Kmeans
polars_ts.clustering.kmeans
K-Means clustering for time series with DTW Barycentric Averaging (DBA).
Uses DTW-based distances for the assignment step and DBA for the centroid update step, producing synthetic centroids that better represent cluster averages than medoid-based approaches.
TimeSeriesKMeans
K-Means clustering for time series using DBA centroids.
Parameters
n_clusters
Number of clusters. Default 2.
metric
Distance metric name. Currently only "dtw" is supported
(DBA requires DTW alignment paths). Default "dtw".
max_iter
Maximum number of k-means iterations. Default 50.
dba_max_iter
Maximum DBA refinement iterations per centroid update. Default 30.
seed
Random seed for initial centroid selection. Default 42.
**distance_kwargs
Extra keyword arguments forwarded to the distance function.
fit(df, id_col='unique_id', target_col='y')
Fit k-means clustering with DBA centroids.
Parameters
df
DataFrame with columns id_col and target_col.
id_col
Column identifying each time series.
target_col
Column with the time series values.
Returns
self
_assign(series_list, centroids)
Assign each series to the nearest centroid using DTW distance.
_dtw_distance(s, t)
staticmethod
Compute DTW distance between two series.
_update_centroids(series_list, assignments)

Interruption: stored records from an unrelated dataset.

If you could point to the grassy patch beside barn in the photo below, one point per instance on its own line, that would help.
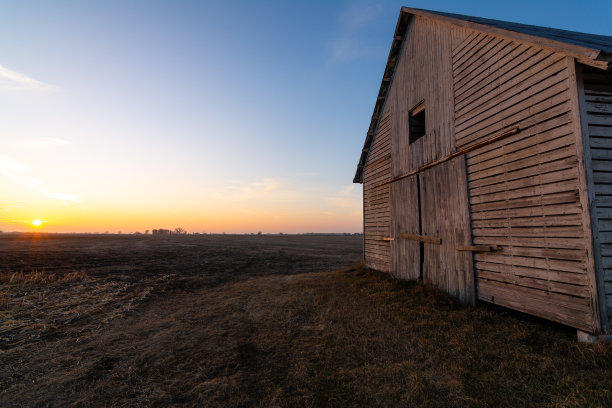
(348, 337)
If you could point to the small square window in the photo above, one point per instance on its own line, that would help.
(416, 122)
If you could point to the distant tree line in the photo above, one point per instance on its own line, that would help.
(162, 231)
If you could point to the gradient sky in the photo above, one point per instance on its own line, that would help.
(213, 116)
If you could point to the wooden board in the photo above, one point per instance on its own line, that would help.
(444, 200)
(596, 98)
(424, 73)
(524, 190)
(405, 254)
(376, 209)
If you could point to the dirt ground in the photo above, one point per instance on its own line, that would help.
(241, 321)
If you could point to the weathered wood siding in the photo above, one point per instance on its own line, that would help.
(424, 73)
(597, 114)
(524, 190)
(445, 214)
(376, 211)
(405, 216)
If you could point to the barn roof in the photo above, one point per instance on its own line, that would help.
(590, 49)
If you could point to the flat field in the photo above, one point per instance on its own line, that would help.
(271, 320)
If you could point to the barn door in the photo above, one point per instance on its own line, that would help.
(430, 219)
(405, 254)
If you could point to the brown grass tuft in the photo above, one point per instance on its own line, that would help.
(36, 277)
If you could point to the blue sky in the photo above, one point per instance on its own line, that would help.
(214, 116)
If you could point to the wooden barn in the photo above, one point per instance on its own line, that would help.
(487, 166)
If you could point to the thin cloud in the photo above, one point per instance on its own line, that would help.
(351, 43)
(358, 15)
(254, 190)
(14, 171)
(43, 143)
(22, 81)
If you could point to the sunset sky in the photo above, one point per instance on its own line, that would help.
(213, 116)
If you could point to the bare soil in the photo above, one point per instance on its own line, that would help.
(242, 321)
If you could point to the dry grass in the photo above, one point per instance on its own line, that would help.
(235, 322)
(40, 277)
(345, 338)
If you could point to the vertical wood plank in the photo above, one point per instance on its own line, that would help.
(587, 197)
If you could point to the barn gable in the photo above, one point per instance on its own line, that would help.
(486, 186)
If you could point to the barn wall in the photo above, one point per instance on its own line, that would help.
(376, 212)
(597, 115)
(424, 72)
(524, 190)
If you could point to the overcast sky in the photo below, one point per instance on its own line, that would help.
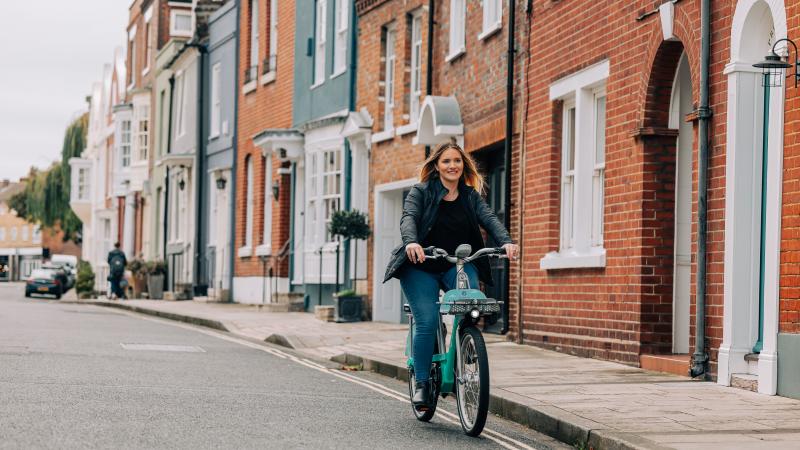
(51, 51)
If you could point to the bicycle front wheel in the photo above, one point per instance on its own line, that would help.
(472, 378)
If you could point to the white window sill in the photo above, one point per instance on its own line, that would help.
(455, 54)
(268, 77)
(338, 72)
(491, 30)
(249, 87)
(383, 136)
(407, 128)
(570, 259)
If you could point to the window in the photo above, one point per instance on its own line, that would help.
(273, 37)
(180, 121)
(253, 40)
(416, 67)
(458, 12)
(125, 143)
(388, 79)
(583, 138)
(142, 131)
(180, 23)
(248, 232)
(319, 42)
(340, 49)
(492, 17)
(215, 99)
(267, 238)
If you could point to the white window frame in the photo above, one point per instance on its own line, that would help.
(492, 18)
(342, 22)
(180, 120)
(125, 136)
(458, 15)
(389, 75)
(173, 20)
(142, 131)
(320, 31)
(415, 87)
(216, 103)
(581, 233)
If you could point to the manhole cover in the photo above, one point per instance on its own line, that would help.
(162, 348)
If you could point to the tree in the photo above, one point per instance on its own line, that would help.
(45, 199)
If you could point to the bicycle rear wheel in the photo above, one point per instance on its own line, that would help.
(472, 381)
(426, 415)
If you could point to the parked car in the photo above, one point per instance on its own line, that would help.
(45, 281)
(63, 274)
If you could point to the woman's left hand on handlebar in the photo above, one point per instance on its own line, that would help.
(512, 250)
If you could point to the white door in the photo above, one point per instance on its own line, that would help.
(387, 304)
(681, 106)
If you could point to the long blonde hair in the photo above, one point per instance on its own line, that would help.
(470, 175)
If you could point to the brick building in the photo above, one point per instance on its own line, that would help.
(463, 96)
(263, 180)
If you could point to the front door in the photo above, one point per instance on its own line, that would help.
(492, 164)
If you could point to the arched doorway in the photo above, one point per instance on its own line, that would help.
(751, 249)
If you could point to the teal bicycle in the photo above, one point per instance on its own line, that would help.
(462, 368)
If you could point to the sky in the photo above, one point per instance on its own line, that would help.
(51, 51)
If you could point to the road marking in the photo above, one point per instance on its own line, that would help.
(497, 437)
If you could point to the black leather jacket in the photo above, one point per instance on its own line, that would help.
(419, 215)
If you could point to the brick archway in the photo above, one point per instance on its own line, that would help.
(658, 145)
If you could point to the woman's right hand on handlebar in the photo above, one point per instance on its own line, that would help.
(415, 253)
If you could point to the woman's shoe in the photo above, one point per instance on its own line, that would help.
(422, 394)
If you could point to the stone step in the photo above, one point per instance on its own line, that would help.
(677, 364)
(745, 381)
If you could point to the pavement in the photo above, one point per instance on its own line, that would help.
(587, 403)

Recompute centroids via DBA.
kmeans_dba(df, k, method='dtw', max_iter=50, seed=42, id_col='unique_id', target_col='y', **distance_kwargs)
K-Means clustering with DBA centroids (convenience function).
Parameters
df
DataFrame with columns id_col and target_col.
k
Number of clusters.
method
Distance metric name (e.g. "dtw"). Default "dtw".
max_iter
Maximum k-means iterations.
seed
Random seed for reproducibility.
id_col
Column identifying each time series.
target_col
Column with the time series values.
**distance_kwargs
Extra keyword arguments forwarded to the distance function.
Returns
pl.DataFrame
DataFrame with columns [id_col, "cluster"].